Interest Rate Roundup

Tuesday, October 07, 2008

The latest on LIBOR, rate cuts, and other efforts to fight the credit crisis

It's a busy day on the global markets front. So let's get right to the news ...

* U.S. dollar LIBOR rates generally rose again, with 3-month LIBOR up 3 basis points to 4.32%. That is just shy of last Friday's cycle high of 4.33%. Overnight LIBOR jumped to 3.94% from 2.37%, though that is still below the cycle peak of 6.88% on 9/30. 6-month LIBOR, for its part, dipped to 4.02% from 4.05%. The TED spread, another indicator of credit market stress, is slightly below its recent peak -- 3.72% as I write versus a 10/3 high of 3.87%. Two-year swap spreads are down to 136 bps or so, versus a recent peak of 167 on 10/2.

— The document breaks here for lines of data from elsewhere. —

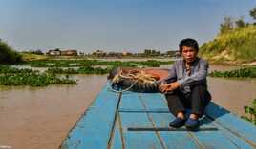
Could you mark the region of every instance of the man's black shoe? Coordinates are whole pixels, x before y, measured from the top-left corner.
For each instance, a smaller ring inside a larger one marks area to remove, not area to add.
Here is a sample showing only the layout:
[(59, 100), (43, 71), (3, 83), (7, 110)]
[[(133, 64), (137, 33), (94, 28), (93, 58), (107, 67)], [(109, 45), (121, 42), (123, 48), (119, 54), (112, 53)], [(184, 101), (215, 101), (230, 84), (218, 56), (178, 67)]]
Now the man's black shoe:
[(186, 122), (185, 122), (185, 126), (187, 129), (190, 129), (190, 130), (196, 130), (199, 128), (199, 120), (196, 119), (191, 119), (191, 118), (188, 118)]
[(170, 126), (174, 128), (181, 127), (185, 124), (186, 119), (177, 117), (173, 121), (170, 122)]

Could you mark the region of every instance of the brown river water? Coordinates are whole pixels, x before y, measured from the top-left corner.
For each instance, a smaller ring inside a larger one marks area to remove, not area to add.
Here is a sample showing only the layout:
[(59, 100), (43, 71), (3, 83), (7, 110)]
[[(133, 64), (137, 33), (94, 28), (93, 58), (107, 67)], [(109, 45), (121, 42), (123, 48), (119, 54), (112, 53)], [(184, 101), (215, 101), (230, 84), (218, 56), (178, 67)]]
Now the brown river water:
[[(215, 69), (234, 67), (212, 66)], [(0, 87), (0, 149), (56, 149), (106, 84), (78, 75), (77, 85)], [(213, 102), (237, 115), (256, 98), (256, 80), (208, 78)]]

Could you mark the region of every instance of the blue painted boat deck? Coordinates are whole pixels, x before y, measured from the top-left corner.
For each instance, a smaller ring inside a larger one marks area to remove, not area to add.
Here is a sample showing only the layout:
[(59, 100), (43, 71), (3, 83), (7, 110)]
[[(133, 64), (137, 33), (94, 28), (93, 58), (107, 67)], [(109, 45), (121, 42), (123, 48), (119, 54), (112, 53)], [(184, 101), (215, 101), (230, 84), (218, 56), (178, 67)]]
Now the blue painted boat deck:
[[(256, 126), (212, 102), (206, 107), (205, 113), (201, 120), (201, 130), (171, 130), (168, 123), (174, 116), (169, 113), (162, 94), (118, 94), (109, 91), (105, 86), (71, 129), (61, 148), (256, 148)], [(159, 131), (152, 131), (154, 128)]]

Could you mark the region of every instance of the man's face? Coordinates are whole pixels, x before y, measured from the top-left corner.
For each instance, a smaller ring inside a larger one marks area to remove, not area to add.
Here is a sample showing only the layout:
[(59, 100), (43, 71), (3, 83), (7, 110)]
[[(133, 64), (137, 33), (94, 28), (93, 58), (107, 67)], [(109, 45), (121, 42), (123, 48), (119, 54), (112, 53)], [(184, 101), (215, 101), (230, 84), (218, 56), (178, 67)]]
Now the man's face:
[(182, 47), (182, 56), (186, 63), (192, 63), (196, 60), (198, 52), (193, 47), (183, 46)]

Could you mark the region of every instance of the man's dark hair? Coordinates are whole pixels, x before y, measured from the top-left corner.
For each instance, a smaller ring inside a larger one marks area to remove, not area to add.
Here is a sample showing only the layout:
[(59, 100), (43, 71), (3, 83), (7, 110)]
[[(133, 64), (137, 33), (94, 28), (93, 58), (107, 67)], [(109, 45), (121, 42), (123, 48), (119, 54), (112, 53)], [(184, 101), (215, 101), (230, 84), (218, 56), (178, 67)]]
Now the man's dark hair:
[(196, 49), (197, 52), (199, 51), (199, 44), (195, 39), (186, 38), (186, 39), (183, 39), (181, 41), (181, 43), (179, 45), (179, 48), (180, 48), (179, 50), (180, 50), (181, 54), (182, 53), (182, 47), (183, 46), (192, 47), (192, 48)]

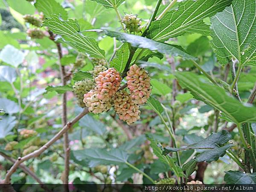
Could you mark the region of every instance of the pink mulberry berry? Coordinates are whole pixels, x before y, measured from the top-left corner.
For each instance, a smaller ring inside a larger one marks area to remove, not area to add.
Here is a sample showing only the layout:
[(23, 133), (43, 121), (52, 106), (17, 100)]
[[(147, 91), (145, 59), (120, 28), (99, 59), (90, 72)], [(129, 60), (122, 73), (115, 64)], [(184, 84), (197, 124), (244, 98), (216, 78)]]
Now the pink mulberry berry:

* In the overseas markets, Australia's central bank lopped a full percentage point off its benchmark short-term interest rate. The Reserve Bank of Australia's cash rate target dropped to 6% from 7%, the biggest cut since 1992. In the U.K., the Bank of England announced it will hold dollar loan auctions to help ease market stress. Policymakers there are also discussing injecting $79 billion into leading U.K. banks. Meanwhile, in Europe, the European Central Bank lent a whopping $339 billion to banks in its latest weekly auction, the most since December 2007.

* And of course, the speculation here is that the Federal Reserve will come riding to the rescue with another big interest rate cut. The funds rate target is currently 2%, down from 5.25% last summer before the credit crisis got underway. It might come too late for Iceland, where the government is trying to get more than $5 billion in loans from Russia to save itself ... and where the government just had to seize Landsbanki Islands hf, the country's second-largest bank.